O português da gente
Correio Braziliense


              No tempo em que se lia poesia todos liam Fernando Pessoa. Hoje ele se sustenta por meio de meia dúzia de leitores fieis, vinhetas de shows de Maria Betânia e citações esparsas. É uma grande poeta, para muitos o maior da língua portuguesa desde Camões. Tem a vantagem, nada desprezível, de ser quatro em um, já que criou os famosos heterônimos, Alberto Caeiro, Álvaro de Campos, Ricardo Reis e Fernando Pessoa “ele mesmo”. Algumas pessoas, mesmo no Brasil, fazem questão de ler seus versos com, vamos lá, sotaque português, aquela pronúncia que renuncia às vogais e dá uma musicalidade diferente do que o falar “descansadinho” que adotamos em quase todo o Brasil.

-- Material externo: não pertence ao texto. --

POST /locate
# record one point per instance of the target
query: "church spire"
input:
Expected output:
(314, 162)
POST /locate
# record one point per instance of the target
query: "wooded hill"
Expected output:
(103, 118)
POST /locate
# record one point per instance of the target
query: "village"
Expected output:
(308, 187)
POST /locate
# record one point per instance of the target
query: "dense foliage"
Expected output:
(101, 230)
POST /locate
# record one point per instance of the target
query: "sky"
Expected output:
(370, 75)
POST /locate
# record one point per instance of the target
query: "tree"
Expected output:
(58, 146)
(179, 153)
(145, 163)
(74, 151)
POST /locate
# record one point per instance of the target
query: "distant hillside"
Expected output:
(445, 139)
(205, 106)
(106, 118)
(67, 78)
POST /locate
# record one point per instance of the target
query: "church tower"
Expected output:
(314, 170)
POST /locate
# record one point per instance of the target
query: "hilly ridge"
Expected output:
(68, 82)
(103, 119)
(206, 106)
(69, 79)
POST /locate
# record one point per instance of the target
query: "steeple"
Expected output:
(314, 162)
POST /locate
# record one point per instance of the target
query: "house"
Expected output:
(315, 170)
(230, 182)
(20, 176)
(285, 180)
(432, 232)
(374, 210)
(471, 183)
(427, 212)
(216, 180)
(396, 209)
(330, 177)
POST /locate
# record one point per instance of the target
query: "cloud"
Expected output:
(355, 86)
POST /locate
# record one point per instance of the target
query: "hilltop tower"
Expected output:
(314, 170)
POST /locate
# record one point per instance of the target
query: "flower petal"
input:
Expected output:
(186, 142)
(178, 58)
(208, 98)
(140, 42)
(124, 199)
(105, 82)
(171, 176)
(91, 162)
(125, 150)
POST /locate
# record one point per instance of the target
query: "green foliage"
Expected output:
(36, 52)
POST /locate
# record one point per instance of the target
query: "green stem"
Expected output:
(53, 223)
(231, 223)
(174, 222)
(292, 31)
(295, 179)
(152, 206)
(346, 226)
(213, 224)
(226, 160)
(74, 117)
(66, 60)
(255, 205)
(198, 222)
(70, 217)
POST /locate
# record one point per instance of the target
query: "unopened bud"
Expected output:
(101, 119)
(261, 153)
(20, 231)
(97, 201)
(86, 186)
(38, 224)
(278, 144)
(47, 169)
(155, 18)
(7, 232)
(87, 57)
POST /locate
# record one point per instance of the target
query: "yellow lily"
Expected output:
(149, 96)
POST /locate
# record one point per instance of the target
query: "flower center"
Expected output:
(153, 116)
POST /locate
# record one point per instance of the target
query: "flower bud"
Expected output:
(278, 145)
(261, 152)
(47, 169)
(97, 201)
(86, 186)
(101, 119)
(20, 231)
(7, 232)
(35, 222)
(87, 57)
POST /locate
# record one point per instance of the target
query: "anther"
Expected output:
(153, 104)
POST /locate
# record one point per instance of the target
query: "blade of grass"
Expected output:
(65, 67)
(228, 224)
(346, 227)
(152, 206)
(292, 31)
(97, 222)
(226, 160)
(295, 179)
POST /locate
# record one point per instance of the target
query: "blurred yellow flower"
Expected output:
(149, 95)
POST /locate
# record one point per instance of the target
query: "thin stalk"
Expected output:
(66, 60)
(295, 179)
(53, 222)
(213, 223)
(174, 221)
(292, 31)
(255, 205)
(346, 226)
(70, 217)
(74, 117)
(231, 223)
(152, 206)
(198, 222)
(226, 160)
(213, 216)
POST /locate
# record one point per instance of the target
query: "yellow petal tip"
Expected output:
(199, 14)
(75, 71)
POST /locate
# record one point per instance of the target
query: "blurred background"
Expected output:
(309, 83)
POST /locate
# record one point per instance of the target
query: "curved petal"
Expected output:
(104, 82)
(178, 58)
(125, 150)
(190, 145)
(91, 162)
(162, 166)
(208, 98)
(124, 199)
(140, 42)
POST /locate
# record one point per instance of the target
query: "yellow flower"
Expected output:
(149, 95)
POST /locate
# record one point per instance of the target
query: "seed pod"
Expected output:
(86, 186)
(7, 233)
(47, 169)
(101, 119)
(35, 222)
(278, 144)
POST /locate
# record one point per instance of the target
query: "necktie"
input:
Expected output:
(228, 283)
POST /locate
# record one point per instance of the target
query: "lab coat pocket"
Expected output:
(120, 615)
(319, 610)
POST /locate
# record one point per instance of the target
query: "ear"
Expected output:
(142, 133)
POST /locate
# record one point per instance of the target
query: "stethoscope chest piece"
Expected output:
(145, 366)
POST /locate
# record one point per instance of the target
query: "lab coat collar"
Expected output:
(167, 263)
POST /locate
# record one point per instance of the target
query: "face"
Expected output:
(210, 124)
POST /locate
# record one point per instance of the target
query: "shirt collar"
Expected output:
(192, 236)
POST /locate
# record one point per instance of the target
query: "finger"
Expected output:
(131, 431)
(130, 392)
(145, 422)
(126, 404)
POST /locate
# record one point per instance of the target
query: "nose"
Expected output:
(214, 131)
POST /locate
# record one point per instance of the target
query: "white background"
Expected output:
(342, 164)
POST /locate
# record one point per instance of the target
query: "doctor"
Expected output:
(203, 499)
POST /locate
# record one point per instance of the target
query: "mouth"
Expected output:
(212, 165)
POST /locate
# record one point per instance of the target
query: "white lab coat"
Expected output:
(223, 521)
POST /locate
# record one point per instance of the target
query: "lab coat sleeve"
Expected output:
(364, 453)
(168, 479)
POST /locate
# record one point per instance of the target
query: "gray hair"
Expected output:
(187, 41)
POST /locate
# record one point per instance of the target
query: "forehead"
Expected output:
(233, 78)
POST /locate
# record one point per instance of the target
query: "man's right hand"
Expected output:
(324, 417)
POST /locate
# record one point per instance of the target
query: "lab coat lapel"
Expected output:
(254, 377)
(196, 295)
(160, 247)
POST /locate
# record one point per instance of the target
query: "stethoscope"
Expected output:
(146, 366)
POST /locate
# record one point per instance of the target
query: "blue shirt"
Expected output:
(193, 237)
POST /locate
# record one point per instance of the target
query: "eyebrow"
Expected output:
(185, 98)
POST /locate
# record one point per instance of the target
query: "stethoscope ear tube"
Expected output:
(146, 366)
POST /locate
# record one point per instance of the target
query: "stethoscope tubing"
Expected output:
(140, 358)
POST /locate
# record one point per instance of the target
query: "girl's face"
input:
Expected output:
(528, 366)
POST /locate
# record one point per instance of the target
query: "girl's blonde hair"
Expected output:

A famosa passagem da Tabacaria, um dos mais conhecidos poemas de Álvaro de Campos é, segundo muitos, para ser lido mais ou menos como Q’ sei eu dq srei, eu q não sei o q sou...  É quase outra língua.
            A propósito de sotaque contam que o famoso filólogo português Fidelino de Figueiredo estava proferindo uma palestra, ou dando um pequeno curso numa universidade brasileira, quando foi interrompido por um aluno que lhe pediu para falar mais lentamente. “É difícil acompanhar tudo o que o senhor fala, professor, inda mais com esse sotaque”. O mestre lusitano respondeu de pronto. “Alto lá! A língua é nossa. O sotaque é de vocês”. 
            Será a língua mesmo deles ? Ou, por conta da vinda da família real portuguesa para cá, há duzentos anos e pelo fato de sermos mais, muitos mais, teríamos adquirido direitos de proprietários, apenas permitindo, generosamente, que os antigos donos continuem usando e dando o nome à nossa língua?
            As respostas para indagações deste tipo podem começar a ser respondidas numa visita ao Museu da Língua Portuguesa, em São Paulo. Para início de conversa trata-se de um museu extraordinário, união feliz do saber produzido na universidade com técnicas de interatividade que envolvem os visitantes. Não é por acaso que o museu vive lotado, principalmente de estudantes que aprendem jogando. A garotada se senta diante das telinhas para ouvir explicações de sumidades como Ataliba Castilho, Arion D’Aligna e outros. Mapas, gráficos, simulações mostram aos alunos que o português demorou para se tornar o principal veículo de comunicação no Brasil e que, por conta da presença de numerosas línguas indígenas e africanas, desde logo constituiu-se a base do que hoje pode ser chamado de português do Brasil. Nem melhor, nem pior, mas diferente do português de Portugal.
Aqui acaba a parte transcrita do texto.